Еще и теперь встретить можно в станицах и хуторах Верхнего Дона зрителей этих спектаклей, поставленных по пьесам юного Шолохова, которые, заговори с ними о «Тихом Доне» или «Поднятой целине», обязательно похвалятся, что теперь эти его книжки всем, конечно, известны, а вот им — и только им — известно о Шолохове и кое-что другое, когда еще звали его Мишаткой и он не только сам придумывал, но и умел представить придуманное так, как будто до этого учился на артиста. Приходя в драмкружок на очередную репетицию, молодой Шолохов вынимал из-за ремня школьную тетрадку или просто сшитый ворох листков с новой сценой для пьесы, написанной им за минувшую ночь, разучивал с товарищами роли и потом опять небрежно совал тетрадку за ремень. Ни тогда, ни впоследствии никакого значения не придавал он тому, чему сегодня цены нет, ничуть не заботясь о сохранении своих рукописей и относясь к черновикам с тем насмешливым пренебрежением, какое может позволить себе только тот, у кого в запасе вечность.

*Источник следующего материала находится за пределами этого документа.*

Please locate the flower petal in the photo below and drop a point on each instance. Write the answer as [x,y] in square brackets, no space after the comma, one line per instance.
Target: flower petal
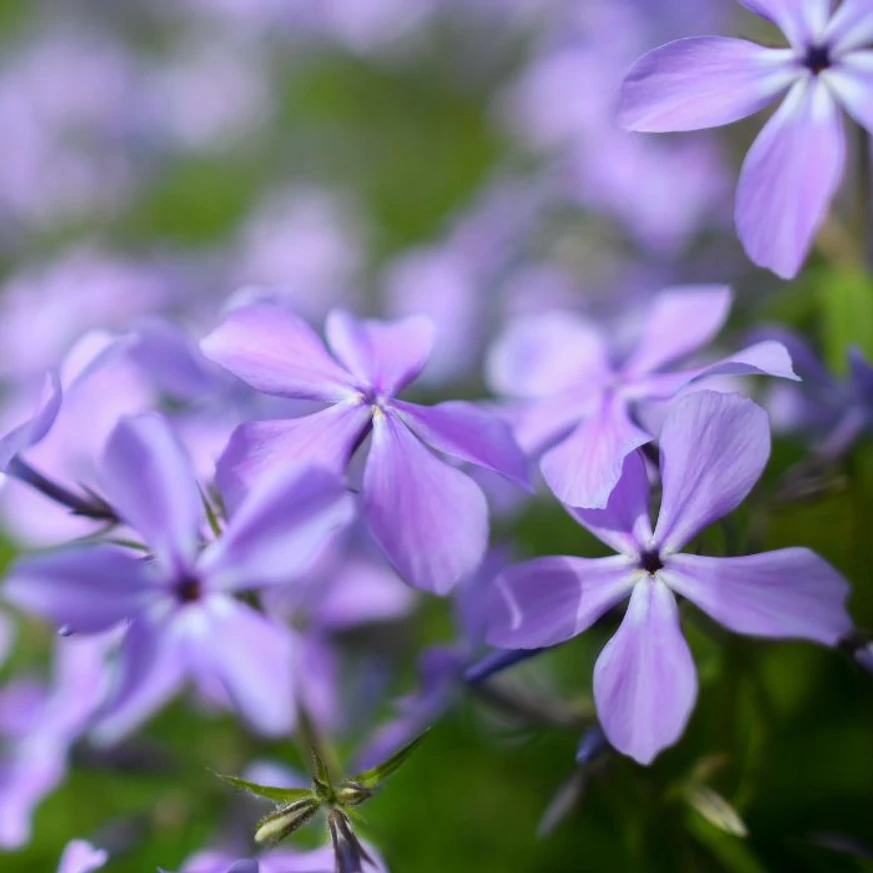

Гении никогда не отличались предусмотрительностью графоманов.
К счастью, хоть и с запозданием, наши литературоведы начинают теперь собирать рукописи молодого Шолохова, в том числе и стихи, да, и стихи, как например, разыскал недавно вешенский журналист П. Е. Чукарин целую поэмку, написанную когда-то давно Шолоховым для станичных детишек, приглашенных к нему в дом на новогоднюю елку и записанную бывшим секретарем Вешенского райкома партии П. К. Луговым. Никакого, конечно, значения Шолохов не придал тогда этой шутливой поэмке, афористичной образности, остроумию и сочности языка которой, кстати, позавидовал бы и автор «Мухи-цокотухи».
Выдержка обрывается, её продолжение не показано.